Bulldozer Deep Dive, Conclusion
AMD still isn't talking about release dates when it comes to the company's next-generation server / workstation / enthusiast processor, but we now know much more than we did about the inner workings of the 'dozer core. This is AMD's first complete redesign since it built the K7 in 1999, and that's an inherently risky process. AMD refers to Bulldozer as a "third-way" between symmetric multithreading (Hyper-Threading) and Core Multi-Processing (multiple discrete cores on one die). Specifically, AMD started with two discrete cores, as shown in the left hand slide below, then fused them together into a single, mostly shared design. This paid off handsomely as far as design efficiency was concerned; Bulldozer's second ALU unit increased the die size by just 12 percent.
Two discrete cores on the left; AMD's Bulldozer combination on the right.
We're dubious as to whether or not AMD's approach qualifies as a "third way," perhaps it's more aptly characterized as "Hyper-Threading, Evolved." Intel's Hyper-Threading technology improves core efficiency by scheduling multiple threads for simultaneous execution. Alternatively, in a situation where the processor is waiting for code from Thread A, the scheduler is more than happy to crunch away on Thread B. This keeps the processor's execution units busier than they'd otherwise be, but standard Hyper-Threading doesn't provide the CPU with any additional execution hardware.
With Bulldozer, AMD has taken the concept of SMT and added a second independent integer unit. The following block diagram illustrates which sections of the new chip are shared and which are not. According to AMD, the company aggressively researched which core blocks needed to be duplicated and which could be combined before arriving at the present balance. We're going to circle back around to the ramifications of this decision, but let's take a closer look at the core first.
Under The Hood
Unlike all of AMD's processors since K7, Bulldozer has four x86 decoders. That puts it on par with Nehalem; previous products had just three. As we saw with Bobcat, Bulldozer's branch predication unit has been aggressively tuned for high performance as well—the branch prediction and instruction fetch logic has been decoupled, which means that an incorrect branch prediction won't stall the fetch unit (and vice versa). Again, that's different than Phenom, where these two units were tied to each other. The CPU's L1 instruction cache is 64K, but the associated data cache is much smaller. Each Bulldozer module has two independent 32K L1 data caches for a total of 96K (down from Shanghai's 128K).

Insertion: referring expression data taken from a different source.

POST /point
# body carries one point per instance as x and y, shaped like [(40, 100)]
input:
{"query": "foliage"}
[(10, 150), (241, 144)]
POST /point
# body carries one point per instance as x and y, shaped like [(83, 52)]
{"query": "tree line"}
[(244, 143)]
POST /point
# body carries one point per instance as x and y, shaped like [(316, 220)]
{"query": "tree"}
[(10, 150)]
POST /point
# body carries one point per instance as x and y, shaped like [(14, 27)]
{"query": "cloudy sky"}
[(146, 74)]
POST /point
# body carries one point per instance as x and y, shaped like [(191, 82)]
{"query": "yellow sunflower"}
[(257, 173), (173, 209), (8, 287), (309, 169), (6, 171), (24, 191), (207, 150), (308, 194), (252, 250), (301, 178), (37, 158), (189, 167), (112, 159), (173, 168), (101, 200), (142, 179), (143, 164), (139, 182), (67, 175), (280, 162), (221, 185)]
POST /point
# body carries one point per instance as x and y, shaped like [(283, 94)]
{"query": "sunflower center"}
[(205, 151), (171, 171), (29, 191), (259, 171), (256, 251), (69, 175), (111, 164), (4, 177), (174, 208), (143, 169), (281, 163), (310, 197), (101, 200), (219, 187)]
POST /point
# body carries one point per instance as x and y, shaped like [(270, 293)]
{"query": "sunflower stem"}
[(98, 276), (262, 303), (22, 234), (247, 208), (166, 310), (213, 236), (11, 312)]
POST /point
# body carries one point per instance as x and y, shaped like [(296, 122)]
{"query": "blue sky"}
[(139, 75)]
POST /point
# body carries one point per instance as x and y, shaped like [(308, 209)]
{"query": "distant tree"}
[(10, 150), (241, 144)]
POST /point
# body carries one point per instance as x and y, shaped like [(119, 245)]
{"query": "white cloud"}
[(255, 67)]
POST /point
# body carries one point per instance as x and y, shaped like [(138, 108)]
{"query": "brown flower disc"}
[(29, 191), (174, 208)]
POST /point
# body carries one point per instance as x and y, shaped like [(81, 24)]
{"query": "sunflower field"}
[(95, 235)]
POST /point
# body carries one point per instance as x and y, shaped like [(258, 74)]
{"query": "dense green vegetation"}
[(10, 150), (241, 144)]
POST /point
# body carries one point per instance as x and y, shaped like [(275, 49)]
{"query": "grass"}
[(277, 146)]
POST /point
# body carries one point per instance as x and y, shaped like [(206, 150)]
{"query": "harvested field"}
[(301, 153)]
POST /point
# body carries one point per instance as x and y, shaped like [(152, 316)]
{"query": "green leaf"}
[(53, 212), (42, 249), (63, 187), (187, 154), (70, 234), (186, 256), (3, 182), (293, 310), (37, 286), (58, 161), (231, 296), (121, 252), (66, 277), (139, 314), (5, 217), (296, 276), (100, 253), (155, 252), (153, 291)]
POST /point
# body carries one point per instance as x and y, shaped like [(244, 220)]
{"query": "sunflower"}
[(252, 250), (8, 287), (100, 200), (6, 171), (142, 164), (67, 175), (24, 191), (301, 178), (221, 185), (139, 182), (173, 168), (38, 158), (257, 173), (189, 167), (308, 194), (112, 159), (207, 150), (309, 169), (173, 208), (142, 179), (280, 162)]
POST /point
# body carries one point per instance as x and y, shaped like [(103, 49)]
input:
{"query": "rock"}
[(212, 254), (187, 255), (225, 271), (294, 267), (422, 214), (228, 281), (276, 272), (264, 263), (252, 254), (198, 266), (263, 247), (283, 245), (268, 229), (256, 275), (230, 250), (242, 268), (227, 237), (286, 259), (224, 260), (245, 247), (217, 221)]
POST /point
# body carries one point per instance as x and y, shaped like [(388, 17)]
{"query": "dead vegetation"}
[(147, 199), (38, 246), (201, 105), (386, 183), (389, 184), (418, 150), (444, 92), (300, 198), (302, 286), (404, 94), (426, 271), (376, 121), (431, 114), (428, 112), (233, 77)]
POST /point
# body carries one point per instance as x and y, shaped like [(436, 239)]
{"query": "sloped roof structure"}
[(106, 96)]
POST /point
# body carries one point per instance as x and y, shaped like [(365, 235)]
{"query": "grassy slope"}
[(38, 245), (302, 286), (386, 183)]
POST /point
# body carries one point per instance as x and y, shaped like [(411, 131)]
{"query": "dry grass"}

If Bulldozer's FPU lives up to its promise on paper, AMD's new core could be a floating-point gorilla. The joint FPU unit is capable of tracking two hardware threads (one from each core) and has two MMX integer units and two 128-bit FMAC units. On paper, this looks more-or-less identical to Phenom II's FPU, but AMD assures us that the FPU at the heart of Bulldozer is more capable. What we do know is that Bulldozer adds support for SSE4.1, SSE4.2, and Intel's AVX extensions.
As far as the OS is concerned, each Bulldozer module will appear as a dual-core processor, just as an Intel Hyper-Threaded processor is treated as having 2x its actual number of physical cores. This leads us back to the question of exactly how many cores each Bulldozer module contains. AMD claims that one Bulldozer module delivers 80 percent of conventional dual-core performance "with much less area and power." This strikes us as decidedly optimistic and is undoubtedly highly dependent on workload. It's by no means certain that 'dozer will be able to deliver what it promises; AMD's next-generation SMT will only function optimally if the company has nailed its cache ratios, execution unit distribution, branch prediction, and available memory bandwidth.
An Uncertain Future
Designing microprocessors is like playing Russian roulette. You put a gun to your head, pull the trigger, and find out four years later if you blew your brains out.
-- Robert Palmer, former CEO of Digital Equipment Corporation.
On paper, Bulldozer looks good. It's a notable jump forward for AMD, it adds features that will help equalize the playing field against Intel, and it incorporates power-saving technologies AMD hasn't previously adopted. If some of the bets AMD has taken pay off, the company could be in a position to compete for the performance crown for the first time in years.
The problem with brand-new architectures, however, is that they often don't turn out as expected. In the past 29 years, Intel has released five separate architectures that either ultimately failed (iAPX 432, i860, Netburst), captured just a fraction of their originally intended markets (IA-64), or were repurposed for a different use (i960). In each case, the company sank years of work and vast amounts of capital into its design efforts. Palmer's quote doesn't just apply to Intel—the last thirty years are littered with the bones of once-powerful companies brought low, at least in part, by betting on the wrong microarchitectural horse.
With Bulldozer, AMD is taking two significant risks. First, the company has chosen to build its first Bulldozer processor on brand-new 32nm production lines. Most companies try to avoid this—Intel's entire Tick-Tock model was deployed after Prescott's simultaneous core debut and process shrink resulted in a power-sucking Netburst furnace as opposed to a Northwood 2.0. The danger here is that problems at the foundry level can cause significant product delays. To be fair, AMD may not have felt it had much choice, given Intel's already substantial process transition lead.
The second risk has to do with just how much of a performance boost Bulldozer can actually deliver compared to Phenom II. When AMD's Phenom core debuted in 2007, it was instantly obvious that the desktop version of Barcelona would be hard-pressed to match Intel's 65nm Conroe Core 2 parts, much less the then-new 45nm Penryn chips. Given what they had to work with, Shanghai—Phenom II—was probably the best core it could've been; it definitively surpassed Conroe and matched up well against Penryn.
Then, of course, came Core i7. AMD has been forced to compete by slashing prices and selling larger chips with higher core counts on a much smaller margin than is healthy. This has helped the company achieve price / performance parity in certain multi-threaded workloads, but Shanghai's single-core performance lags Core i7's by a significant margin. With Sandy Bridge dropping in the next few months, the gap between the two is only going to get wider.
For Bulldozer to win back any of the server / high-end market share AMD has lost in recent years, it has to arrive with a nearly perfect mixture of power efficiency, scalability, base clock frequency, and improved single-thread performance. That's a very tall order for any company; there's simply no guarantee that AMD will be able to deliver a chip that meets such high standards the first time around. We're hopeful, but cautiously optimistic.